Pewnego dnia dowiesz się o losie, jak i spotkał młodą dziewczynę, którą gorąco pokochałeś za otwarte, szlachetne wejrzenie, za zgrabną postać i ożywioną rozmowę. Oto po wielu latach głodu i nędzy postanowiła opuścić wieś i udać się do miasta na zarobek; wiedziała, jak ciężka jest walka o byt, lecz ufała, że uczciwie zapracuje na kawałek chleba. W mieście zaczął się do niej umizgać zamożny młodzieniec, opętał ją namową— oddała mu się z całą namiętnością czystej, młodej duszy. Po roku biedna dziewczyna znalazła się na bruku z dzieckiem. Nie upadła na duchu, dalej walczyła, lecz nie zniosła nędzy i cierpienia; umarła w szpitalu... Co wtedy zrobisz? Czy pocieszysz się marnymi słowami: „Nie pierwsza ona i nie ostatnia “ — i udasz się z kolegami do szynku, gdzie nieprzystojnym słowami będziesz, ubliżał pamięci nieszczęśliwej dziewczyny? Czy też, wzburzony do głębi duszy będziesz szukał niegodziwego uwodziciela i pomsty za zbrodnię? W każdym razie zastanowisz się nad przyczynami podobnych faktów, co dnia się powtarzających, i zrozumiesz, że z tego położenia niema wyjścia, dopóki społeczeństwo rozpada się na uciśnionych pracowników i leniwych sybarytów z bydlęcymi skłonnościami. Przekonasz się, że wyrównać tę przepaść jest rzeczą konieczną i staniesz w szeregach socjalistów.

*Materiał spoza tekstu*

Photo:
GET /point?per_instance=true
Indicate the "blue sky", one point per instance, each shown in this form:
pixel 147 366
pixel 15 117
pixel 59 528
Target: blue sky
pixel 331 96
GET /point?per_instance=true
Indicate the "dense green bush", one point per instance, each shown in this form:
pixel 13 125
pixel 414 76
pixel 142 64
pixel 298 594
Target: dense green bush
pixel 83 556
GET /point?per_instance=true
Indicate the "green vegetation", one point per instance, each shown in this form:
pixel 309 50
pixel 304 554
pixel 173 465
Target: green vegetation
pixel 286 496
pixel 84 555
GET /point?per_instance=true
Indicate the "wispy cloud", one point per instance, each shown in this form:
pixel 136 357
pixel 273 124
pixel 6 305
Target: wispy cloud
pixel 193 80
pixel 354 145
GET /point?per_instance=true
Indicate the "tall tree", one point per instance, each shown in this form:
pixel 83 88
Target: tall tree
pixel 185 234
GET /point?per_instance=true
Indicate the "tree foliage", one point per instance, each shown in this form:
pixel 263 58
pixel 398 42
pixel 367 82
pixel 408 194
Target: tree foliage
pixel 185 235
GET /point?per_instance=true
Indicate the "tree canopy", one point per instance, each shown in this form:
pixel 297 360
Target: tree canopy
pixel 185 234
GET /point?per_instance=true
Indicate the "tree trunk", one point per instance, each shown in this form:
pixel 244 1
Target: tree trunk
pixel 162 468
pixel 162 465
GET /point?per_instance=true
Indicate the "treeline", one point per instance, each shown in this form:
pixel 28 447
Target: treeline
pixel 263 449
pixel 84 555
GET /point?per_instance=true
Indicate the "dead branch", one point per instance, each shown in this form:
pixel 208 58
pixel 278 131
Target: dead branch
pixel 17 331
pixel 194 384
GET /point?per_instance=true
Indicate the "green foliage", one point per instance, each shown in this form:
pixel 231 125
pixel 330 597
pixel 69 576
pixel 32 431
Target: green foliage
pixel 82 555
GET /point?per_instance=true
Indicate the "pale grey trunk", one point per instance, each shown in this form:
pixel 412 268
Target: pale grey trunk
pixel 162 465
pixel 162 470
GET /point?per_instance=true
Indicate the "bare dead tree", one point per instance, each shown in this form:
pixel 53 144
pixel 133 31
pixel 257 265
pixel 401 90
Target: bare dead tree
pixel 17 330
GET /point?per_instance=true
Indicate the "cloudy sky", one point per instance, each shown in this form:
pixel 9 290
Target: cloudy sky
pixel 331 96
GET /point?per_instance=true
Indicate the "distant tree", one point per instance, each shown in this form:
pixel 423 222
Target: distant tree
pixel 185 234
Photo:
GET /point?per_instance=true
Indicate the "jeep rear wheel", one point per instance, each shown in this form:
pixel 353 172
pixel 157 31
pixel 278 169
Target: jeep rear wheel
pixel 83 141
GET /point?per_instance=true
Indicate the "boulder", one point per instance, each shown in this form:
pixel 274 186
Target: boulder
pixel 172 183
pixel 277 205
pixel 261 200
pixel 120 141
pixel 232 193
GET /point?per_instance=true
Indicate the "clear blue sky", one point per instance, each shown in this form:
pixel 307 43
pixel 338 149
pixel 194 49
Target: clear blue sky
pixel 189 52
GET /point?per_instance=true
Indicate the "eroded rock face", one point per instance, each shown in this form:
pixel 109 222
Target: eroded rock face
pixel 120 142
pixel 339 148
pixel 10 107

A wy, kobiety z ludu, czy możecie patrzeć obojętnie na to co się dzieje? Czy gładząc jasną główkę czule przytulonego dziecięcia, nie pomyślałyście o losie, jak je nieuchronnie czeka przy dzisiejszym ustroju społecznym?
Czy chcecie, aby synowie wasi marnieli podobnie ojcom, całe życie, spędzając w trosce o kawałek chleba, pozbawieni wszelkiej uciechy prócz szynku? Czy chcecie, aby wasz syn i mąż byli zawsze we władzy pierwszego lepszego, któremu ojciec pozostawił kapitał, ten środek wyzysku? Czy zgodzicie się na to, aby wasi najbliżsi byli żerem armatnim, niewolnikami kapitalistów, nawozem, użyźniającym pola bogaczy? Nie, po tysiąckroć nie!
Wiem, jak byłyście przejęte, gdy wasi mężowie odważnie rozpoczęli strajk , a potem przyjęli pokornie poniżające warunki, podyktowane nadętym tonem przez opasłego burżua! Wiem o tym, że zachwycałyście się tymi kobietami, które podczas powstań ludowych szły w pierwszym szeregu i wystawiały piersi na bagnety żołnierzy! Z jaką to czcią, z jaką dumą powtarzacie imię kobiety, która strzeliła do despoty za to, iż poważyć się znieważyć uwięzionego socjalistę. Wiem, z jakim wzruszeniem czytałyście o odwadze kobiet, które pod gradem kul stanęły na ulicach Paryża i zagrzewały mężów do bohaterskich czynów. Kobiety współczesne, połączycie się z tymi, którzy pracują nad wywalczeniem lepszej przyszłości.
Uczciwi młodzieńcy, włościanie, robotnicy, urzędnicy, żołnierze, wy wszyscy zrozumiecie wasze prawa i przyjdziecie do nas. Przyjdziecie pomagać waszym braciom, prostować ścieżki przed pochodem rewolucji, która zniesie niewolnictwo, obali stare tradycje, otworzy nowe widnokręgi przed człowiekiem, da wolność prawdziwą, prawdziwą równość, da wszystkim pracę, wszystkim udostępni korzystanie z owoców pracy i utrwali normalne, szczęśliwe życie!
Nikt nam wówczas nie powie, że jesteśmy maleńką garstką, niezdolną osiągnąć zamierzonych celów.
Policzmy, ilu nas, ofiar niesprawiedliwości...
Chłopi!... Nas, którzy pracujemy na innych, poprzestajemy na owsie, a pszenicę zostawiamy panu, cale miliony, stanowimy przeważającą większość ludności.
Robotnicy!... Nas, chodzących w łachmanach, a wyrabiających jedwabie i aksamity dla bogaczy, także niemało; z chwilą, gdy gwizdek fabryczny daje nam krótką chwilę odpoczynku, zalewamy, na podobieństwo burzliwego morza, ulice i place miast wielkich.
Cierpiący i uciśnieni, jesteśmy groźną siłą, oceanem zdolnym wszystko zatopić. Wystarczy, abyśmy chcieli, a w jednej chwili wywalczymy szczęście całej ludzkości.